MR GAME:   The out of court assertions may be unreliable.

HAYNE J:   Yes, yes.

GAUDRON J:   Well, they knew a bit more than that they may be unreliable.  They knew that they might be false, because there was sworn evidence that they were false.

MR GAME:   Ah, but, your Honour, they were not told that they may be unreliable for the particular reason, namely the particular content, namely that it is out of court.  It is that aspect to it – maybe I am not putting it very well, but it is not a small point.  We have come a long way from sweeping away the laws with respect to hearsay in these circumstances.  This case is a little different than Lee because the circumstances in which cross‑examination was open in this case were available, but then the application to limit the evidence - or exclude those two sentence is rejected.  Now we have it in, but we have nothing that is said to the jury to say – it has a real danger, because what it means is there is a witness could have – I am not saying whether this witness was or was not – but it means a witness can have planted in their mouth – and I know that sounds maybe too emotional – but a witness could have planted in their mouth an out of court statement and then, by the circumstances which one outlines, it gets into evidence and then nothing is said that, as it were, holds one to how it has come about.

HAYNE J:   Had Mr Jackson given evidence in‑chief that “The accused man said these words to me”, would the judge have been obliged to give any warning to the jury about the use they might make of that alleged confessional statement?

MR GAME:   Yes, it is covered by 165(1)(a) as well.  It is a confessional statement, so it may be unreliable for that reason.  That is another basis upon which this evidence was said to be – and the court accepted that there was evidence of admissions to a limited degree, so it is picked up by (a), Part 3.4, yes, your Honour.  So it is this decisive effect of this out‑of‑courtness, which is the thing that needs to be the subject of the warning.  I am going to run out of my 20 minutes before I get to the second and third points.

GUMMOW J:   That is what I was thinking, Mr Game.

MR GAME:   I will just have to be brief about this.  What happens, in our submission, in this case is that the judge in effect is saying, “I think the evidence is reliable”, but that is not what good reasons goes to.  Good reasons goes to, as we put in our submissions, that they must relate to the rationale behind the warning.  That is the critical error, in our submission, both by the trial judge and the Court of Criminal Appeal.  I am going to have to leave that ground and address the McAuliffe ground and the final ground.

With respect to the McAuliffe directions, the Court of Criminal Appeal at page 384 of the application book called Joint Application Book said that no complaint was made about the directions given at the trial and dismissed the complaint under rule 4.  That is not true.  Complaint was made about the directions and there was a lengthy - we have put in the references to where the complaint was made.  The second reason for rejecting the complaint was that it was said that it was:

obvious to the jury that they could not be satisfied beyond reasonable doubt that Brendan Fernando contemplated that in carrying out the crime of stealing the car Vester Fernando might kill Ms Hoare.

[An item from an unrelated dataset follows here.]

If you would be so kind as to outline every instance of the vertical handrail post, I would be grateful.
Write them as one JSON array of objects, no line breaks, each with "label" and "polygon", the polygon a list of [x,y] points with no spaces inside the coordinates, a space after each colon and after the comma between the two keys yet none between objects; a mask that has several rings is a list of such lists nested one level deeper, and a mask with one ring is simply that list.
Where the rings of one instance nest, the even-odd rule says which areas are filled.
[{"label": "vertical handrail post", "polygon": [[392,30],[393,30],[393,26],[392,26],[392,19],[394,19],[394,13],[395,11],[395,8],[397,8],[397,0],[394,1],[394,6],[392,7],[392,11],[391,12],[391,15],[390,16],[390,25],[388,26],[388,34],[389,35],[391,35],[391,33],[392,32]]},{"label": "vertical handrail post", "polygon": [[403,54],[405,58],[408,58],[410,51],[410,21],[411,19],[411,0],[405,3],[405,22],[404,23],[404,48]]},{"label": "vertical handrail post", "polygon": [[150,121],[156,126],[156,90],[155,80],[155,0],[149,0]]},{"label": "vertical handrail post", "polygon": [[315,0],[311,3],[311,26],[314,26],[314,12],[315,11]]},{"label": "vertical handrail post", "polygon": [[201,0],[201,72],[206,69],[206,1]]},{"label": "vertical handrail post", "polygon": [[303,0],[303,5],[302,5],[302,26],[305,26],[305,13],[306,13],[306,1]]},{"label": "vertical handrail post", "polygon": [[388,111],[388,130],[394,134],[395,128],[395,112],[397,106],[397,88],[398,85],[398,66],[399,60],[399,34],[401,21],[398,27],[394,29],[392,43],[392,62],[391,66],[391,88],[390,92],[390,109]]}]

But, your Honours, that was ‑ ‑ ‑

GAUDRON J:   That was not the case.

MR GAME:   That is what was put to the jury in the directions and it was put to the jury more than once.  That is precisely what was put to them.  More was put to the jury than that but it was put to the jury that they could find Brendan Fernando guilty of murder based on the contemplation by him “that in carrying out the crime of stealing the car Vester Fernando might kill Ms Hoare”, relying on the Jackson statement to which I have just been referring.  In our submission, to say that the jury, as it were, would have – what that is saying is the jury would have rejected the directions that were given to them.  They were invited ‑ ‑ ‑

GAUDRON J:   Except that you have to look at it in the light of the evidence, including the admissions made by the accused.  His admissions were of presence when the deceased was abducted, presence when the deceased was abducted at knife point and when a threat to her life was made if she screamed.  That was his own evidence.

MR GAME:   That is true.

GAUDRON J:   The jury was invited to accept everything that was said in the various statements as true.  On that basis, one is drawing a long bow, is one not, to think that the car really had anything to do with it?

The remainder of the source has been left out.